LWN: Comments on "Going big with TCP packets"

Going big with TCP packets

edeloget — Mon, 24 Apr 2023 14:31:01 +0000

Looking at the patches, I would give a look to Mellanox NICs :)

Going big with TCP packets

Wol — Tue, 02 Aug 2022 23:01:39 +0000

> A four drive raid6 is pretty pointless, you get the write hole and the write amplification for a total of .... zero additional space efficiency. Just use a check summing raid10 type filesystem. IMHO 8-12 disks is the sweet spot for raid6.

But a four-drive raid-10 is actually far more dangerous to your data ... A raid 6 will survive a double disk failure. A double failure on a raid 10 has - if I've got my maths right - a 30% chance of trashing your array.

md-raid-6 doesn't (if configured that way) have a write hole any more.

> Btrfs raid6 is said to be "unsafe" but in reality, it is probably safer than mdraid raid6 or a raid controller's raid6.

I hate to say it, but I happen to KNOW that btrfs raid6 *IS* unsafe. A lot LESS safe than md-raid-6. It'll find problems better, but it's far more likely that those problems will have trashed your data. Trust me on that ...

At the end of the day, different raids have different properties. And most of them have their flaws. Unfortunately, at the moment btrfs parity raid is more flaw and promise than reality.

Oh - and my setup - which I admit chews up disk - is 3-disk raid-5 with spare, over dm-integrity and under lvm. Okay, it'll only survive one disk failure, but it will also survive corruption, just like btrfs. But each level of protection has its own dedicated layer - the Unix "do one thing and do it well". Btrfs tries to do everything - which does have many advantages - but unfortunately it's a "jack of all trades, crap at some of them", one of which unfortunately is parity raid ...

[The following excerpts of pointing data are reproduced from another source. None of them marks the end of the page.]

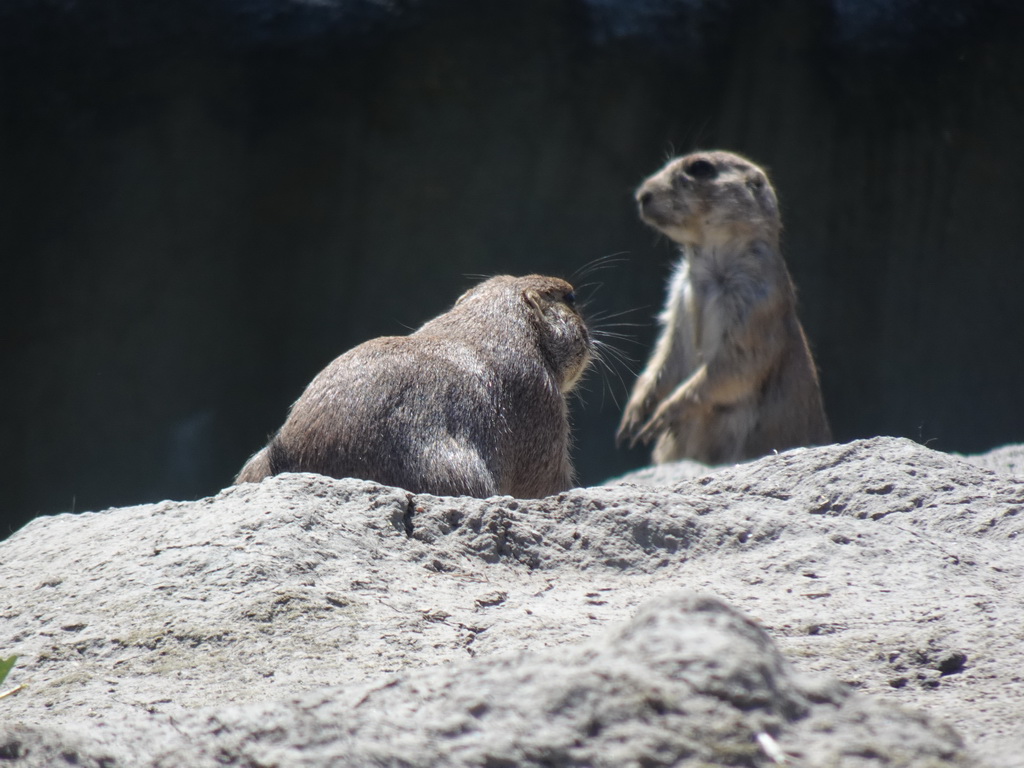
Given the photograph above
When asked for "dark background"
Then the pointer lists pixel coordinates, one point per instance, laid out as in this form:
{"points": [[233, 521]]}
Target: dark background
{"points": [[203, 203]]}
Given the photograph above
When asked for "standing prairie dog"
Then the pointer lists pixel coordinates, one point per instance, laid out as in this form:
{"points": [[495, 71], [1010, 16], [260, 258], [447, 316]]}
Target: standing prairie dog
{"points": [[472, 403], [731, 376]]}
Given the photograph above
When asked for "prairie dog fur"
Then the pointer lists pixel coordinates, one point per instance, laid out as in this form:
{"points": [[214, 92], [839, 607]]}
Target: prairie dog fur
{"points": [[471, 403], [731, 376]]}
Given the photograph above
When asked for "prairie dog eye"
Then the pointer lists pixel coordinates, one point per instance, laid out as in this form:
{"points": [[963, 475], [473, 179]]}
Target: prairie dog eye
{"points": [[701, 170]]}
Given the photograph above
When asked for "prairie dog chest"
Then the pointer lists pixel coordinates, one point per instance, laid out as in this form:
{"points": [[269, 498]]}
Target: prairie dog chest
{"points": [[720, 290]]}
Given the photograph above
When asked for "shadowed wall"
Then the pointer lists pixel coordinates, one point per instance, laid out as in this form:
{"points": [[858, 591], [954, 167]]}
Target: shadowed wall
{"points": [[202, 204]]}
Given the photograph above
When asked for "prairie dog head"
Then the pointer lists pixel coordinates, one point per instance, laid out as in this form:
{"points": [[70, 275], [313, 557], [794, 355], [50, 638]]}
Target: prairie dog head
{"points": [[548, 306], [710, 198]]}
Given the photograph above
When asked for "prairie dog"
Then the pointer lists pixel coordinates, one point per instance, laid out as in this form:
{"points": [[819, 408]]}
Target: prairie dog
{"points": [[471, 403], [731, 376]]}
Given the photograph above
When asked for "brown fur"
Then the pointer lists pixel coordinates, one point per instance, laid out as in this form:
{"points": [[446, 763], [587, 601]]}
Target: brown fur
{"points": [[731, 376], [472, 403]]}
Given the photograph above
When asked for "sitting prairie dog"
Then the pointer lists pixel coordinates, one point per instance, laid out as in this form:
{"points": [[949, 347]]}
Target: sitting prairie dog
{"points": [[731, 376], [472, 403]]}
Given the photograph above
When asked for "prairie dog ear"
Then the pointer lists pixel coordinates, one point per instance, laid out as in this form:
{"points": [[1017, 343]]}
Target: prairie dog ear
{"points": [[532, 298]]}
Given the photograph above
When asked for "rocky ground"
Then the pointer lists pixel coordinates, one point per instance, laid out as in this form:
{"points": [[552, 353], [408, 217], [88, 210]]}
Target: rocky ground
{"points": [[850, 605]]}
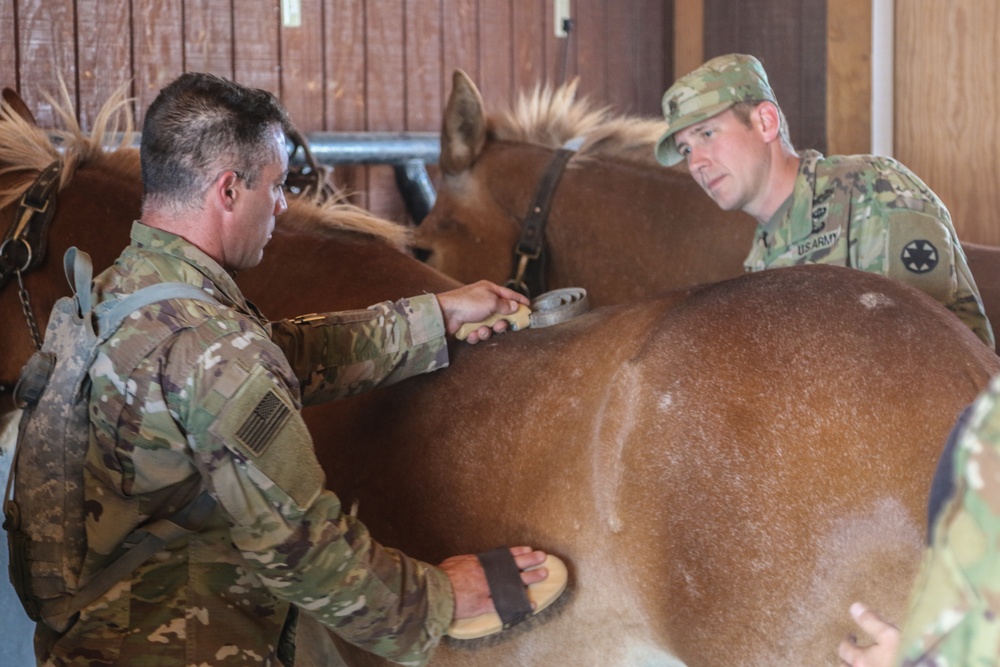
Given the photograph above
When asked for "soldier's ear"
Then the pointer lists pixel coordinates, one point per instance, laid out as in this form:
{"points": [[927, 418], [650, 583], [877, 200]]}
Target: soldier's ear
{"points": [[767, 120]]}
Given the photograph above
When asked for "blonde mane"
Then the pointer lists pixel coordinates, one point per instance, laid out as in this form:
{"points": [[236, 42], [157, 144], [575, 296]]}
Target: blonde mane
{"points": [[551, 117], [26, 150]]}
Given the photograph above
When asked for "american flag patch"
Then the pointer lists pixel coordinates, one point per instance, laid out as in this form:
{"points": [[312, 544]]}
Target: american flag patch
{"points": [[263, 422]]}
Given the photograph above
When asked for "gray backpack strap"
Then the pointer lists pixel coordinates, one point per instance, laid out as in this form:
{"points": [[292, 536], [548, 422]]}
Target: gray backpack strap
{"points": [[139, 546], [143, 542]]}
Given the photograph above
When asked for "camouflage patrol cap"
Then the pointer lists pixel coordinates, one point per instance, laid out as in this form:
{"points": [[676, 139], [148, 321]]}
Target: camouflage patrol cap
{"points": [[709, 90]]}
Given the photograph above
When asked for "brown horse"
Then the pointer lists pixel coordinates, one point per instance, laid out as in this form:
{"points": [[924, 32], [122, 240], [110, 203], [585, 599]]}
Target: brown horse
{"points": [[620, 225], [725, 468]]}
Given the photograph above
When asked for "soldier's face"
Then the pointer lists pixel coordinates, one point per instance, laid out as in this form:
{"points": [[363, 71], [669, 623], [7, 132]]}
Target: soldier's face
{"points": [[259, 208], [727, 159]]}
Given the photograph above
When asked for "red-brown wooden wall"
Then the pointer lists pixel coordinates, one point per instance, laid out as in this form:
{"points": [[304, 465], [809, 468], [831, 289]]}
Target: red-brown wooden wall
{"points": [[352, 65]]}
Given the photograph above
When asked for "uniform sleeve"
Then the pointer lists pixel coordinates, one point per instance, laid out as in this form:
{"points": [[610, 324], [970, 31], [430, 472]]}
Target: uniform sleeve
{"points": [[909, 241], [954, 617], [340, 354], [253, 450]]}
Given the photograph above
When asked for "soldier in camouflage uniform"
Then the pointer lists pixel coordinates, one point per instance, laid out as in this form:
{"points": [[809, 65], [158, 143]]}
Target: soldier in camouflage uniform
{"points": [[954, 616], [216, 407], [861, 211]]}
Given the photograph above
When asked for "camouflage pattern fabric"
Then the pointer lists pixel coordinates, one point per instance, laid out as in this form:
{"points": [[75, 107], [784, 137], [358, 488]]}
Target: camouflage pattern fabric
{"points": [[707, 91], [954, 618], [873, 214], [217, 406]]}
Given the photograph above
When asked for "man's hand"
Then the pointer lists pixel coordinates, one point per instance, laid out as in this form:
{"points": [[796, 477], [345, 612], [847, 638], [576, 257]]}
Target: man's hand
{"points": [[475, 303], [468, 580], [880, 654]]}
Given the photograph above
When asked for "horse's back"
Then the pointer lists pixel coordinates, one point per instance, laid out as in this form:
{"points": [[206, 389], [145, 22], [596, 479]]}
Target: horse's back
{"points": [[724, 470]]}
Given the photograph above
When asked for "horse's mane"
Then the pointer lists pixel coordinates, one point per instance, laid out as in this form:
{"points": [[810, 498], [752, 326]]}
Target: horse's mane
{"points": [[551, 117], [26, 150]]}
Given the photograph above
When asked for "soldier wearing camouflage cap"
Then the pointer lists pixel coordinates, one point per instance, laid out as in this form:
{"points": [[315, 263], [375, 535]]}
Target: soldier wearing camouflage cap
{"points": [[862, 211], [954, 614], [216, 408]]}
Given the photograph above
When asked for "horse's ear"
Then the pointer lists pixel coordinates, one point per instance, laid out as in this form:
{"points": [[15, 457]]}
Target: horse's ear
{"points": [[463, 131], [14, 101]]}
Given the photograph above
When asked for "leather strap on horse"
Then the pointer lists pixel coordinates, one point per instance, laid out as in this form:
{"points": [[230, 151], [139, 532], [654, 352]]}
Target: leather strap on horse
{"points": [[529, 253], [24, 244], [310, 179]]}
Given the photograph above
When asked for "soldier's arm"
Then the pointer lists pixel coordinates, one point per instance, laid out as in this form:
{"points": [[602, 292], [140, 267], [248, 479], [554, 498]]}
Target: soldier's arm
{"points": [[340, 354], [257, 458], [954, 617]]}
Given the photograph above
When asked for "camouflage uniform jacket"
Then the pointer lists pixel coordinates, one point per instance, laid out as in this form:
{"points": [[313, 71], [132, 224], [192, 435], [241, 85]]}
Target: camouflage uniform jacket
{"points": [[216, 406], [954, 618], [873, 214]]}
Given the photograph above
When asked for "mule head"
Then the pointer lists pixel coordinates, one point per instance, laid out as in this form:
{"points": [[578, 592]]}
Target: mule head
{"points": [[463, 130]]}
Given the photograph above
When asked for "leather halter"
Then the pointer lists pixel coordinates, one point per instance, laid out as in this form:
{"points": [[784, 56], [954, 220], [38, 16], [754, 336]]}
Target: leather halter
{"points": [[23, 247], [528, 275]]}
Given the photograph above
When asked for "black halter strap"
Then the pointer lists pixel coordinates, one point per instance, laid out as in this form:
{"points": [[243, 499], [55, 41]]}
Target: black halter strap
{"points": [[23, 246], [528, 275]]}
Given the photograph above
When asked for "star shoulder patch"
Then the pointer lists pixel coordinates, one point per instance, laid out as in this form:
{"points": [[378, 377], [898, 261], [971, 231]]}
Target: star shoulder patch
{"points": [[919, 256]]}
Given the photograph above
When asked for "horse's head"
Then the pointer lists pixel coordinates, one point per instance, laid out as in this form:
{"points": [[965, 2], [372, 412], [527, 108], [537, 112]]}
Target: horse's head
{"points": [[619, 223]]}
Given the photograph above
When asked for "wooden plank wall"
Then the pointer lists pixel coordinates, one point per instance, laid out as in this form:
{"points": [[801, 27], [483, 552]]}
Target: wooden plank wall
{"points": [[946, 126], [352, 65], [789, 38]]}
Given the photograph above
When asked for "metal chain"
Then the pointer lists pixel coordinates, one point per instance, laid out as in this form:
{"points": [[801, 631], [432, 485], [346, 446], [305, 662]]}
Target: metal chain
{"points": [[29, 315]]}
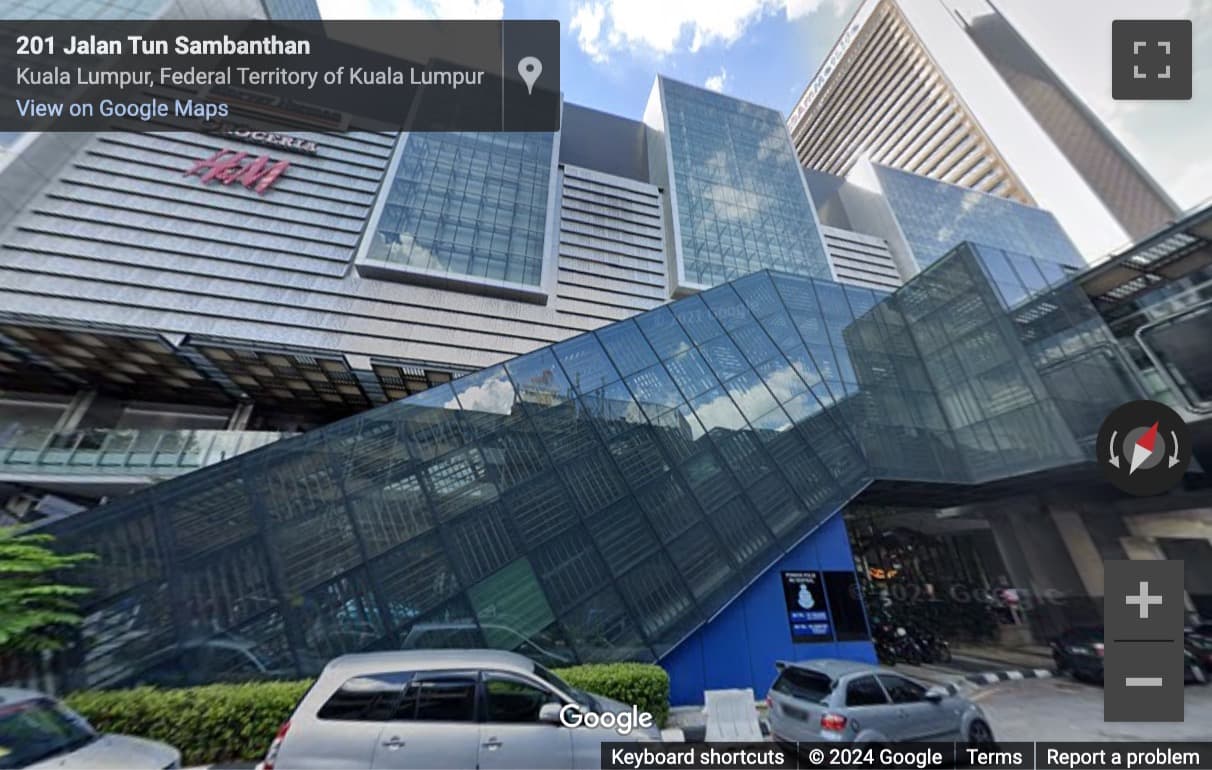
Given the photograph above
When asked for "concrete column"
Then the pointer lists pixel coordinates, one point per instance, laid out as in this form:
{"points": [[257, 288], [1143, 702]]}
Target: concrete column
{"points": [[239, 418], [75, 411], [1086, 558]]}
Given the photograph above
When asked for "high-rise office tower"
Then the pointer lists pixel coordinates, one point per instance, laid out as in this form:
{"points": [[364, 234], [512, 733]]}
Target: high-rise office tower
{"points": [[737, 198], [960, 96]]}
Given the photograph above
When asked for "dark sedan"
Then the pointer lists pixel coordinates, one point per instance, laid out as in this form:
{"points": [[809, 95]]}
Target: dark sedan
{"points": [[1079, 654]]}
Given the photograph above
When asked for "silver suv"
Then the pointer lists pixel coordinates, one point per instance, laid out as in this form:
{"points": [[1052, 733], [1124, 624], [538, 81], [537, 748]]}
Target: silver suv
{"points": [[444, 708], [39, 731], [847, 701]]}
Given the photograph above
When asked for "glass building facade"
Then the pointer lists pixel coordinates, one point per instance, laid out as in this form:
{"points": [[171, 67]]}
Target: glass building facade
{"points": [[935, 216], [467, 207], [599, 498], [741, 200]]}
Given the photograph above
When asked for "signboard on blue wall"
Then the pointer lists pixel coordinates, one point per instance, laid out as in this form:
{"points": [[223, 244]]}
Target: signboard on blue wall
{"points": [[806, 610]]}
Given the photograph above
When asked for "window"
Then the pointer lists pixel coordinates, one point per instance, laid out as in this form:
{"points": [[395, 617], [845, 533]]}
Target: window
{"points": [[902, 690], [845, 605], [512, 700], [365, 699], [39, 729], [439, 697], [804, 684], [865, 691]]}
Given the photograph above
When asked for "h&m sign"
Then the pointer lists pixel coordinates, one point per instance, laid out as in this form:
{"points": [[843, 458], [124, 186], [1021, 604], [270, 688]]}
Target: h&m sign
{"points": [[228, 166]]}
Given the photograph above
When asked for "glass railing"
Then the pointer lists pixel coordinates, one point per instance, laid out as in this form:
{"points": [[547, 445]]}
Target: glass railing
{"points": [[123, 451]]}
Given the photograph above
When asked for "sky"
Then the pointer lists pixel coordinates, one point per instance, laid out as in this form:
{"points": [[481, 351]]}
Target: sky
{"points": [[766, 51]]}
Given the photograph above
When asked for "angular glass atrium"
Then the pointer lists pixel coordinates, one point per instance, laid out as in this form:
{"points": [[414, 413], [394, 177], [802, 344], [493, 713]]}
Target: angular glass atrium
{"points": [[602, 497]]}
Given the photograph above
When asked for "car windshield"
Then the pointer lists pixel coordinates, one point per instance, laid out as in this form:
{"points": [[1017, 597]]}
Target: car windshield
{"points": [[39, 729], [807, 685], [564, 688]]}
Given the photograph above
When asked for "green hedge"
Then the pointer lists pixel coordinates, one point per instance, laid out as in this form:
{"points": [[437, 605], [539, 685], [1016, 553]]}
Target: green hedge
{"points": [[641, 684], [209, 724], [232, 722]]}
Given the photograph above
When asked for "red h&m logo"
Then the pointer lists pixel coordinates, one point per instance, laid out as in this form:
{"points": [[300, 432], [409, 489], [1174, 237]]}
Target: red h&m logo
{"points": [[228, 166]]}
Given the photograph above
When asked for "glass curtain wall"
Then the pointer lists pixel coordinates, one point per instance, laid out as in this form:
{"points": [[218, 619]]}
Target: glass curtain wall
{"points": [[595, 500]]}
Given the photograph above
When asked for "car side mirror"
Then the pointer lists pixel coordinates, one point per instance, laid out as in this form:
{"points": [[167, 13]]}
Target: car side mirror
{"points": [[549, 713]]}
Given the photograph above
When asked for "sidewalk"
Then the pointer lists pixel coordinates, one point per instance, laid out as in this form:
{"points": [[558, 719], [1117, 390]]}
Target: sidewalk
{"points": [[1024, 656]]}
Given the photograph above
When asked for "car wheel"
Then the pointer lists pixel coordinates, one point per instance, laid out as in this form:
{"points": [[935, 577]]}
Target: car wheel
{"points": [[979, 734]]}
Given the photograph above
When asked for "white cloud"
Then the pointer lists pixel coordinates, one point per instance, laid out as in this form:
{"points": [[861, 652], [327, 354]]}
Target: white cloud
{"points": [[412, 9], [588, 23], [663, 27]]}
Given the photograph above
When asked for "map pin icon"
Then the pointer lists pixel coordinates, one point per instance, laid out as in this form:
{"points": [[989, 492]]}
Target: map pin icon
{"points": [[530, 68]]}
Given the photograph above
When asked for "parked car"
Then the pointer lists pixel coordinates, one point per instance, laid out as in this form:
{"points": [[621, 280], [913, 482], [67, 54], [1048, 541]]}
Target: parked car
{"points": [[444, 708], [466, 634], [832, 700], [38, 731], [1079, 654], [1200, 646]]}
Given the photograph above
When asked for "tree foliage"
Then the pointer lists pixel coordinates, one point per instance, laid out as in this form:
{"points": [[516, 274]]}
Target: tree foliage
{"points": [[34, 608]]}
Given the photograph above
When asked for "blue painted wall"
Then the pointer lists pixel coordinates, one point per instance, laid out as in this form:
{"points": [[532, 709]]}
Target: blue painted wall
{"points": [[739, 646]]}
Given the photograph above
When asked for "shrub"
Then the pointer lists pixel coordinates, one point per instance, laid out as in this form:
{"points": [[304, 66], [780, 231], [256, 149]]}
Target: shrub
{"points": [[640, 684], [209, 724], [238, 722]]}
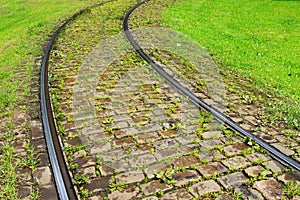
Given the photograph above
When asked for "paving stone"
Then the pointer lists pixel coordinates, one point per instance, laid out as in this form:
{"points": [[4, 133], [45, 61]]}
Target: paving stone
{"points": [[204, 187], [166, 154], [236, 162], [106, 170], [257, 156], [185, 161], [211, 168], [97, 185], [235, 149], [140, 149], [142, 160], [255, 171], [123, 142], [130, 177], [154, 186], [270, 189], [274, 166], [212, 134], [249, 193], [181, 194], [151, 170], [105, 146], [86, 161], [126, 194], [147, 137], [267, 138], [185, 177], [163, 144], [283, 149], [291, 176], [190, 129], [44, 175], [185, 139], [151, 128], [167, 133], [119, 165], [232, 180], [210, 143]]}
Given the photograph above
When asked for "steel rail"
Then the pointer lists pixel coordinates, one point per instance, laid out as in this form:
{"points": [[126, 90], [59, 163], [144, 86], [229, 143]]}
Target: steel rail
{"points": [[64, 185], [273, 151]]}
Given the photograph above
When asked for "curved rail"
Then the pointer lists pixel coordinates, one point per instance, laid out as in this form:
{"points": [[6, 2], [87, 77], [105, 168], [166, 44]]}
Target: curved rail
{"points": [[62, 178], [275, 152]]}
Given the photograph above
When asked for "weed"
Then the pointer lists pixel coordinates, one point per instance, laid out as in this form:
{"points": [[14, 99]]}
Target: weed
{"points": [[292, 189]]}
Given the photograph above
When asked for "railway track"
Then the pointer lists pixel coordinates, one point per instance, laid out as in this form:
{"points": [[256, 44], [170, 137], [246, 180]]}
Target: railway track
{"points": [[63, 180]]}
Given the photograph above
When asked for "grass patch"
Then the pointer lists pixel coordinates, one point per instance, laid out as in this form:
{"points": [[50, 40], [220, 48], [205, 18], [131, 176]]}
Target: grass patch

And while I don't know whether my layers support trim, if they do, btrfs has no advantage over me on time taken to rebuild/recover an array. Btrfs knows what part of the disk is use, but so does any logical/physical device that supports trim ...

Cheers,
Wol

Going big with TCP packets

bartoc — Tue, 02 Aug 2022 21:13:34 +0000

Once the drives get big enough it makes sense to just use something like btrfs raid10, instead of something like raid6, rebuilds still take a long time but don't have to read all of every drive anymore. There are also fewer balancing issues if you add more drives. Actually, even with raid6 you should probably use something like btrfs or zfs (zfs can have some creeping performance problems, and is harder to expand/contract, but is better tested). Btrfs raid6 is said to be "unsafe" but in reality, it is probably safer than mdraid raid6 or a raid controller's raid6.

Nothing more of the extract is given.